Sure, we can view the intuition as chaining together layers of abstraction, I get that view. But each layer functions perfectly logically, independently of the others. It's just like good decoupled software practice.

> you have to go outside standard big-O and incorporate practical considerations, which isn't done anywhere else as a matter of course.

Hopefully I've explained it better. Different models of computation are a fundamental part of theoretical computer science, since of course, as you've pointed out, you have to be very careful about defining operations. At the same time, part of the great part about CS (and math in general) is, that you can specify, "Assuming these conditions, what can I logically derive?" and that's just done everywhere.

SilasX · 2025-02-15T17:02:57 1739638977

>Hashtable analyses don't care how you get the hash function - it can take exactly 72 hours to arrive, but as long as the oracle satisifes some probability distribution guarantee, it's good. That is an O(1) operation, a single hash.

The problem is that, as n goes to infinity, you're not using the same hash function -- you can't. So even if you can assumed that one hash function has constant time, the later ones you need as you scale up wouldn't be.

And I don't know why you think you need to bring up probability distribution properties -- I made clear by now that the above points apply even to the mythic perfect hash function.

>Hopefully I've explained it better. Different models of computation are a fundamental part of theoretical computer science, since of course,

And it's fine to use different models! It's not fine to silently switch between them in an ad hoc way, which is what's necessary to make the exceptions that get you O(1) lookup for hashtables. I have never seen anyone expect the relevant caveats when quizzing coders for the correct answer on that question. That makes this part of computer science more like memorization or stamp collecting than a genuine mathematical model from which you consistently derive answers.

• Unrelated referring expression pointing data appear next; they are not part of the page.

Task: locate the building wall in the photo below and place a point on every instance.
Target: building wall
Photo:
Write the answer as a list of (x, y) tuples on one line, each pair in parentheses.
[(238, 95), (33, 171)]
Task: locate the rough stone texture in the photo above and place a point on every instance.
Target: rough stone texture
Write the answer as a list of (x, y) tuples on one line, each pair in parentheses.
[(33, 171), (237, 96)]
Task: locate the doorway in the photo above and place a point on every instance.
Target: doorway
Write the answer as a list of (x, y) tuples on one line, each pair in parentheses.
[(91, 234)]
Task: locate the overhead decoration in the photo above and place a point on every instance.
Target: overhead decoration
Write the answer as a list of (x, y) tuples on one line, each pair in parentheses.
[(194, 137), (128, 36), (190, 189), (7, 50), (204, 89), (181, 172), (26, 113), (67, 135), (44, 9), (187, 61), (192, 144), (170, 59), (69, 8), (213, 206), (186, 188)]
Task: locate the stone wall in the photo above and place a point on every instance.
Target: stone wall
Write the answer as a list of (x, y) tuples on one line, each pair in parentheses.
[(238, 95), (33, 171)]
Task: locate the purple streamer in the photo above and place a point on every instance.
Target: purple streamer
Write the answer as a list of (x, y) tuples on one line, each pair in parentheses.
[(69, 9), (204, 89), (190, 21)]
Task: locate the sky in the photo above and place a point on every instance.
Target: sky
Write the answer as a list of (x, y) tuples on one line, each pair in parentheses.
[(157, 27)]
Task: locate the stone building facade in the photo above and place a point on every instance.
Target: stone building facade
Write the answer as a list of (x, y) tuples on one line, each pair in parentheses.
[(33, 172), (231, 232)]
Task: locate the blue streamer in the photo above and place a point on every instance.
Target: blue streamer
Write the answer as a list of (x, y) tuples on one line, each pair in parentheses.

Aunche · 2025-02-10T23:59:35 1739231975

To be fair, in tree tables, we also assume that comparison is a constant time operation as well when it also necessarily needs to be O(log(n)) for an arbitrary sized table, making it an O(log(n)^2) data structure by this standard.

meribold · 2025-02-11T12:53:20 1739278400

You don't need to compare the whole key most of the time. I think the amortized cost for a comparison is in O(1).

sltkr · 2025-02-11T14:40:14 1739284814

Not in a balanced tree, since the further down the tree you go, the longer the shared prefix between the search key and node key becomes.

So the complexity becomes something like 1 + 2 + 3 + .. + log n = O(log^2 n).

meribold · 2025-02-11T15:58:55 1739289535

Good point. Perhaps we could store the length of the common prefix from the last time we went left as well as from the last time we went right. The minimum of those two should remain a common prefix with the search key for the rest of the lookup and should therefore be safe to skip during subsequent comparisons.

SilasX · 2025-02-12T17:59:08 1739383148

But that would actually help it because you can store how far down the match is by that point in the tree, and know how few digits you have to actually compare.

anothernewdude · 2025-02-11T03:23:36 1739244216

O(1) lookup is bullshit that ignores the memory hierarchy.